At the beginning of March, the gold price embarked on an astonishing rally that has seen it climb almost 20 per cent in a matter of weeks.
It now sits at all-time highs. The silver price has been rallying too, rising more than 14 per cent in the past month. The trigger appears to have been a combination of anticipated falls in real interest rates, plus nervousness on US debt levels, plus buying by Chinese retailers and central banks – but can it last?
The recent rally in the gold price does not necessarily fit a normal pattern. For example, the gold price often moves inversely with real interest rates; gold has no yield and therefore the opportunity cost of holding it is higher when real (inflation-adjusted) yields are higher. But this time gold has moved higher, even though real interest rates have also moved higher.
Gold is often seen as an inflation hedge and yet the price barely moved when inflation was rising in late 2022 and for much of 2023. Yet it has rallied at the point that inflationary pressures have started to ebb. Gold often moves inversely with the dollar, yet the dollar has been rising since the start of the year.
Against this backdrop, it is clear that other elements are at work; fears over the levels of US debt may be a factor. Mounting geopolitical tensions may also have sent some investors in search of safe havens.

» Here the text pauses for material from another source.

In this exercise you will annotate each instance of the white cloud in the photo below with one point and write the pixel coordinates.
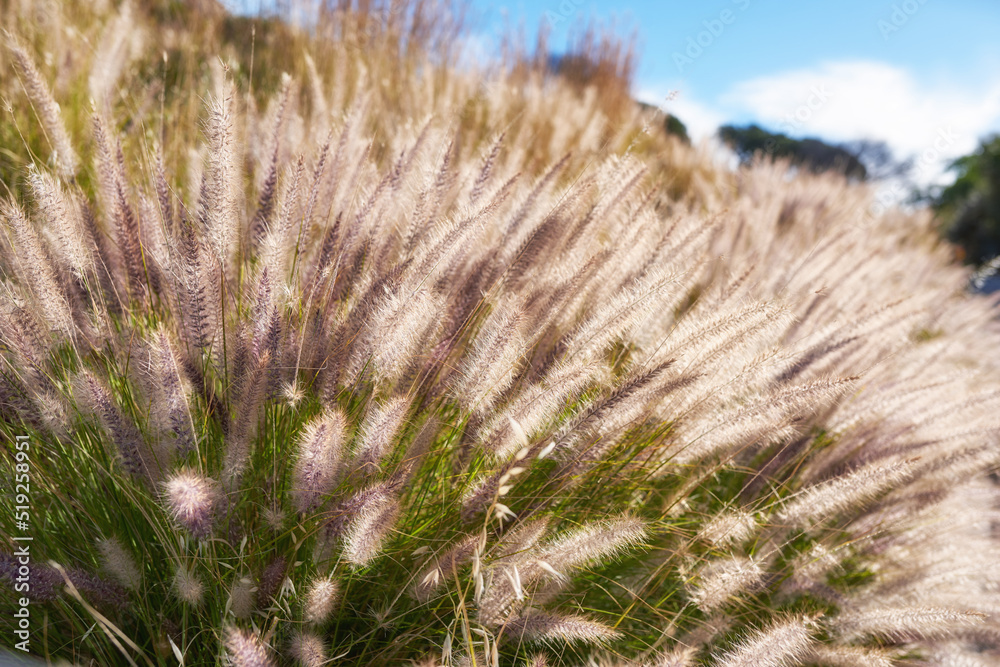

Geopolitics is also a factor in central bank buying of gold. European governments have said that they want to use Russian exchange reserves to rebuild Ukraine.
The Russian authorities have reasoned that holding reserves in gold makes it easier to keep out of their hands.
It is not just Russia, but a number of other central banks, including China. These banks are increasingly disinclined to buy US treasuries, given the fractious relationship with the US, and have been moving to gold.
The World Gold Council says central bank buying was at its second highest level on record in 2023. The Financial Times reports that this has mopped up around $155bn (£124bn) of gold between September 2020 and December 2023.
Rising optimism
This is a complicated backdrop from which to start making predictions about the future direction of gold and other precious metals. That said, fund managers appear increasingly optimistic.
Georges Lequime, manager of the WS Amati Strategic Metals fund, has been increasing the fund’s exposure to precious metals and it is now 60 per cent of the fund.
He says: “Precious metal prices are rallying due to strong Chinese retail and central bank buying, coupled with general growing concerns about global debt levels and the increase in geopolitical risk.
"We reduced our holdings in lithium to 16 per cent and increased our exposure to precious metals to 60 per cent during the first quarter of 2024."